Tak sepenuhnya nista. Dalam sebuah penyesalan, meskipun selalu datang terlambat, justru keterlambatan itu yang membuat kita harus lebih berhati-hati. Kamu mungkin bisa memutar jarum jam ke arah yang sebaliknya, tetapi kamu tak akan pernah bisa memutar waktu kembali. Semuanya tak akan pernah sama lagi.

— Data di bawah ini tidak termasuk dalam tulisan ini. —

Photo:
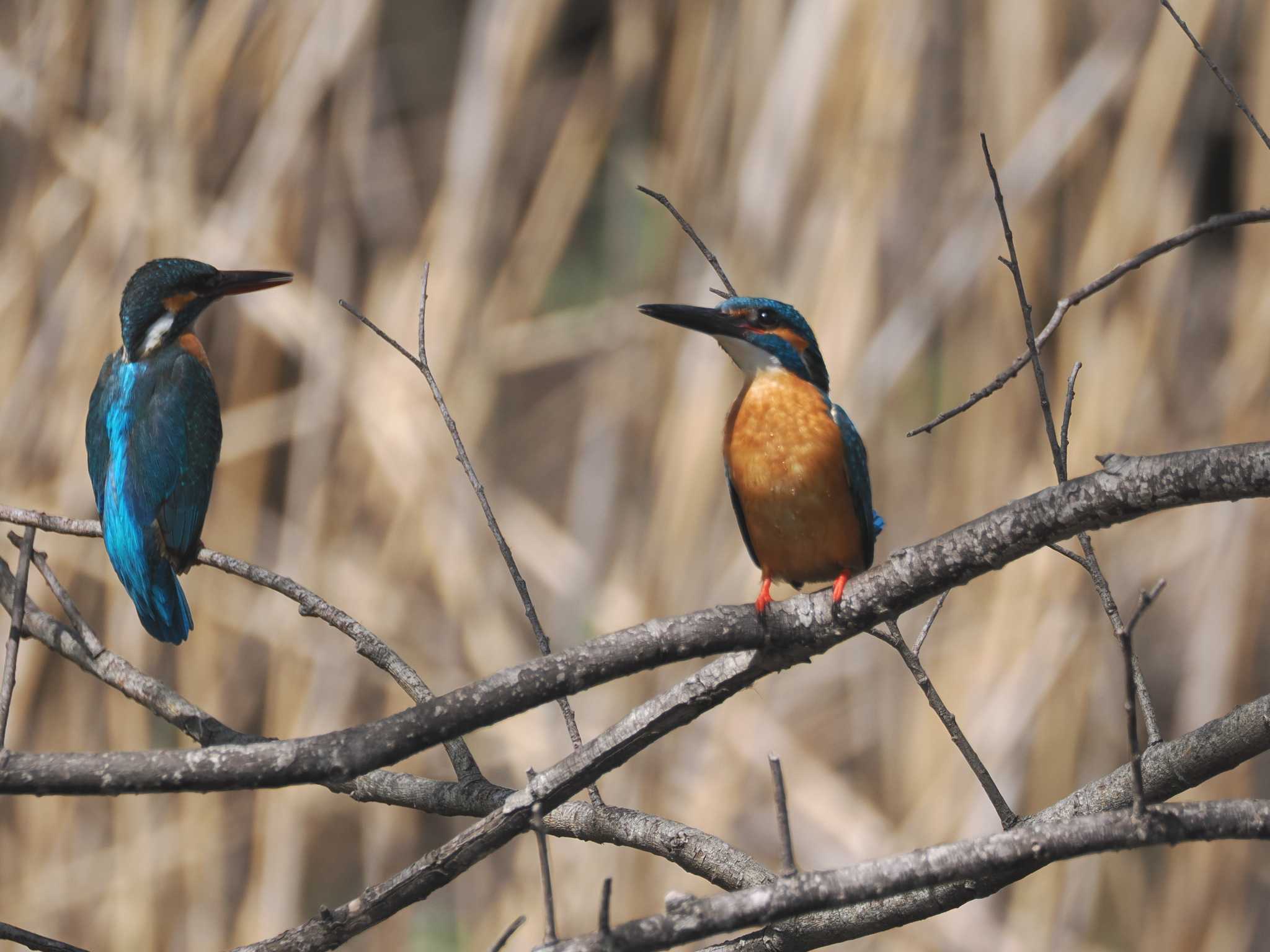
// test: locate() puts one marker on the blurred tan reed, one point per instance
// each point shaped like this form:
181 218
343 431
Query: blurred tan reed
828 152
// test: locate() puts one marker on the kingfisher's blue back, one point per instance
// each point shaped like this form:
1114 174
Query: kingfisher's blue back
154 434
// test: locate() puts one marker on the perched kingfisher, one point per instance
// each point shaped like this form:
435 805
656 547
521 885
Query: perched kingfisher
796 464
154 434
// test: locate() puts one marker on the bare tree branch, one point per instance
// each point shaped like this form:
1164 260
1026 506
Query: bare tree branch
930 621
1067 412
1217 71
1217 223
895 640
1059 450
540 834
368 645
420 363
507 933
1169 769
691 850
1140 799
691 232
783 818
9 676
1033 847
1013 265
37 942
1127 488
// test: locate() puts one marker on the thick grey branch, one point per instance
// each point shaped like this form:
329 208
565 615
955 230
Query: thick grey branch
804 626
368 645
691 850
1029 848
32 940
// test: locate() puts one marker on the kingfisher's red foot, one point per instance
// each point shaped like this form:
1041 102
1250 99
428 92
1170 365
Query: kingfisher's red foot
838 586
765 597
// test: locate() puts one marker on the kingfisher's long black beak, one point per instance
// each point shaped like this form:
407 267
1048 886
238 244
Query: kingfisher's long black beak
244 282
708 320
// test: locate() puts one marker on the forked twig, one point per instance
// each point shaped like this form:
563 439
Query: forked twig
9 677
1140 798
507 933
1060 454
540 834
1219 223
420 363
893 638
930 621
1067 410
691 232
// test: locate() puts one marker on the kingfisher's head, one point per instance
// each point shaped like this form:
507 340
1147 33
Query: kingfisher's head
756 332
164 298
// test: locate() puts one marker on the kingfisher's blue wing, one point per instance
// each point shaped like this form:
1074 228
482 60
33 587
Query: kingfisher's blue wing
741 514
856 459
179 428
97 437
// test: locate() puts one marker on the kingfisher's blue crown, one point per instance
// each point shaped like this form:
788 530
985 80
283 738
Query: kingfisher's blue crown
153 286
779 329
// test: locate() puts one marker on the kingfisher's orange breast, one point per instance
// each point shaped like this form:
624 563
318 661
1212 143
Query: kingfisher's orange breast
788 470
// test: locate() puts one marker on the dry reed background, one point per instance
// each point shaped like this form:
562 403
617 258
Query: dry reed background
828 151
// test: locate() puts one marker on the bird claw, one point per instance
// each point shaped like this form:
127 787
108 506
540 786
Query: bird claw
765 598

Jika kamu bersungguh memperbaiki kesalahan, maka hal paling masuk akal setelah melewati semua fase “denial” dengan segala “seandainya” dan penyesalan adalah tetap melangkah ke depan, menjadikan yang di belakang sebagai pelajaran. Seperti jarum detik yang terus berjalan, perlahan mengajak jarum menit dan jam maju, melewati semua.

“Karena tak ada yang bisa memperbaiki kesalahan di masa lalu selain perbuatanmu kini, dan di masa depan nanti. Untuk memulainya, kamu sendirilah yang harus memberi waktu untuk dirimu sendiri.”

Jadi, Mau Berlari Terus?



“Pernahkah kamu berlari dan terus berlari?“

Kadang kita tak pernah menemukan lelah ketika berlari. Berlari (berusaha) meninggalkan kenyataan rasanya begitu menyenangkan sekaligus menakutkan, karena berkali-kali kenyataan jelas ada di depan kita.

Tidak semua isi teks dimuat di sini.